I took a step towards him. “And you didn't tell me because?”

“Because I didn't want to have this conversation?” He tried a smile. “Because I really am trying mortality and to live here and experience the city?”

“You're the god Apollo,” I repeated. It was strange, simultaneously surprising and inevitable. “Of course you are. I'm an idiot. I don't know why I didn't figure it out before.”

“I'm Pytheas,” he said. “That's real too.”

I took another step forward. “Can you turn back into a god at any moment, like Athene just did?”

“No.” He looked awkward. “I wanted the authentic experience. The only way I can take my powers up again is by dying. I'm here for the long haul. And you've really helped me understand so much about how it works.”

“She said you were taking stupid risks. Did she mean your becoming incarnate, or did she mean healing me?”

He nodded. “Healing you. But that as well, because I had to ask her for help, without my own powers. You were trapped in your body, in your sickness. It was horrible. I couldn't leave you like that for months or years.”

“It really was horrible,” I agreed. “I didn't care about anything. That was the worst. Worse than fainting all the time. Thank you for helping me.”

“But you're all right now?”

“I'm starving, but I feel as good as I ever did. But I've had an awful shock.” He hadn't moved, but I had closed the space between us and stood close in front of him. “You were taking stupid risks for me?”

“It wasn't all that—all right, yes, I suppose I was.” He met my eyes.

“You're a
god
.” A god. He was thousands of years old. He had unimaginable powers. And he was just standing there.

“That doesn't stop me being confused and wanting to learn things.”

“Evidently not.”

“Or truly liking you.” The strange thing was how little it changed the way I felt about him. I felt unworthy of him. But I had always felt unworthy of him. And there was still a vulnerability in his eyes. “Are you going to hit me?”

I reached out and tapped his chest lightly. “If I'm going to hit you we should go to the palaestra. There are people passing, and this temple is open all around. They'd see us wrestling in here.” It wasn't wrestling I wanted to do with him. It never had been. “But I think we should go to Thessaly.”

“Good idea,” he said. “For one thing, it's close. For another, Sokrates has been missing you. And thirdly, Sokrates knows. He's the only one. I didn't tell him. He recognized me.”

“Of course he did. I was there. And that's why he immediately started off on whether we can trust the gods.” I felt stupid for not understanding at the time.

Pytheas took my hand. His hand didn't feel any different from the way it always did—always when I was myself and cared about it, that is. “He can trust me,” he said. “And so can you.”

I looked at him sideways. “Those the gods love … tend to come to terrible ends.”

“That's Father. And … some of the others, I suppose. But I do my best for my friends. I can't do anything about Fate or Necessity, or directly against the will of other gods, but so far as I can, I always do my best for them.”

We started walking together towards Thessaly.
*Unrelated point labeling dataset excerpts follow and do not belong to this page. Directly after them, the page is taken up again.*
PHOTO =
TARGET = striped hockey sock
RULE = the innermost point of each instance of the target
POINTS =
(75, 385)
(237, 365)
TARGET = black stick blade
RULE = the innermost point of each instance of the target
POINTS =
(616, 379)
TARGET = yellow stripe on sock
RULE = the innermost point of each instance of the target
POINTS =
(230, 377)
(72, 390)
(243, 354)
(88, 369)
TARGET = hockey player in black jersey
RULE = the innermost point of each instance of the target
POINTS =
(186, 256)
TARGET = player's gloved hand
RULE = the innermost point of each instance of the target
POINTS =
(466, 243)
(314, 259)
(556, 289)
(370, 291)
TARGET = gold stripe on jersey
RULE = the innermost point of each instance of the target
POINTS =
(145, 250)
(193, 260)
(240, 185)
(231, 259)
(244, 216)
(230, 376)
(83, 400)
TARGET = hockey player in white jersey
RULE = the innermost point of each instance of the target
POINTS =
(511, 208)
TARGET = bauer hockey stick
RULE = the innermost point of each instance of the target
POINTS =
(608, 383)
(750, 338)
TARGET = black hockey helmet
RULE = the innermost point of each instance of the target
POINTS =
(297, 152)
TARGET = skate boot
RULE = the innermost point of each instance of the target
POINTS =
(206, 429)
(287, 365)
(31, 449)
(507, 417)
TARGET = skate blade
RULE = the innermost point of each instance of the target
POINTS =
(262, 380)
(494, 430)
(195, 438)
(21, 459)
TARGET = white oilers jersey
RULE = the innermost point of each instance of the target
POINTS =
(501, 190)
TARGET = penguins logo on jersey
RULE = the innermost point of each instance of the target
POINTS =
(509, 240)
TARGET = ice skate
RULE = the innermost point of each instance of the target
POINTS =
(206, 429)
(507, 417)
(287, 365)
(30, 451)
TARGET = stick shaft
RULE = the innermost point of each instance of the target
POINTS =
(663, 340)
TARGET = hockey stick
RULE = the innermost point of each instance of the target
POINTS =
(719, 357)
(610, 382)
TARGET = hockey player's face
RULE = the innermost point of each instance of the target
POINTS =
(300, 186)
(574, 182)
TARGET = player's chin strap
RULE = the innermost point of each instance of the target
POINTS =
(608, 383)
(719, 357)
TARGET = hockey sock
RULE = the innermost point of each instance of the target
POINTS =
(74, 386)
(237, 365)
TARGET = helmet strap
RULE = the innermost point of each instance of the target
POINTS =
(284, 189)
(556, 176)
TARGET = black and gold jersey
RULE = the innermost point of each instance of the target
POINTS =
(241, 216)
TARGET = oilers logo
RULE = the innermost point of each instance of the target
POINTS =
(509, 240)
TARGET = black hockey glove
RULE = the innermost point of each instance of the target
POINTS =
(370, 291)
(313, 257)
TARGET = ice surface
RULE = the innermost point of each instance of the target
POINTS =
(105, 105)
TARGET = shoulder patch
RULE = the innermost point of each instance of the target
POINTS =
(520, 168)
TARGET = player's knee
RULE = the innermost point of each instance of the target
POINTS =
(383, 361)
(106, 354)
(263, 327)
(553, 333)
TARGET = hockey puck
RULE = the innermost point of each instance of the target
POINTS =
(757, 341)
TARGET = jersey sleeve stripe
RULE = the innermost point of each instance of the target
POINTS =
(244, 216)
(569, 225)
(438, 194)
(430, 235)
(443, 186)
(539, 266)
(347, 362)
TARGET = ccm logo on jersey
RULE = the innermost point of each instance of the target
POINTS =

I thought through all the stories I knew about Apollo. “What about Niobe?”

“She badmouthed my mother. Besides, I didn't say I didn't punish my enemies.” He was looking at me sideways, awkwardly.

“Well, being a god explains why you're so hopeless at being a human being sometimes,” I said.

He laughed. “I was so worried about you finding out. I can't believe you know and it doesn't make any difference.”

“It makes a difference,” I said.

“But you're talking to me the same way?” He seemed tentative.

“You're still you.” That was what I felt very strongly. Pytheas was still Pytheas, the way he always had been. I just understood him better now. It was like the thing with Klymene. I didn't feel that he'd been deceiving me, just that this was the thing he had kept quiet, a thing that helped me make sense of him. But the implications were still slowly sinking in. Maybe it was because my mind had been wrapped in wool for so long.

“And what you said to Athene?” he asked.

“That I'm a gold of this city and she'd better trust my word if she hasn't been wasting her time here for eight years?”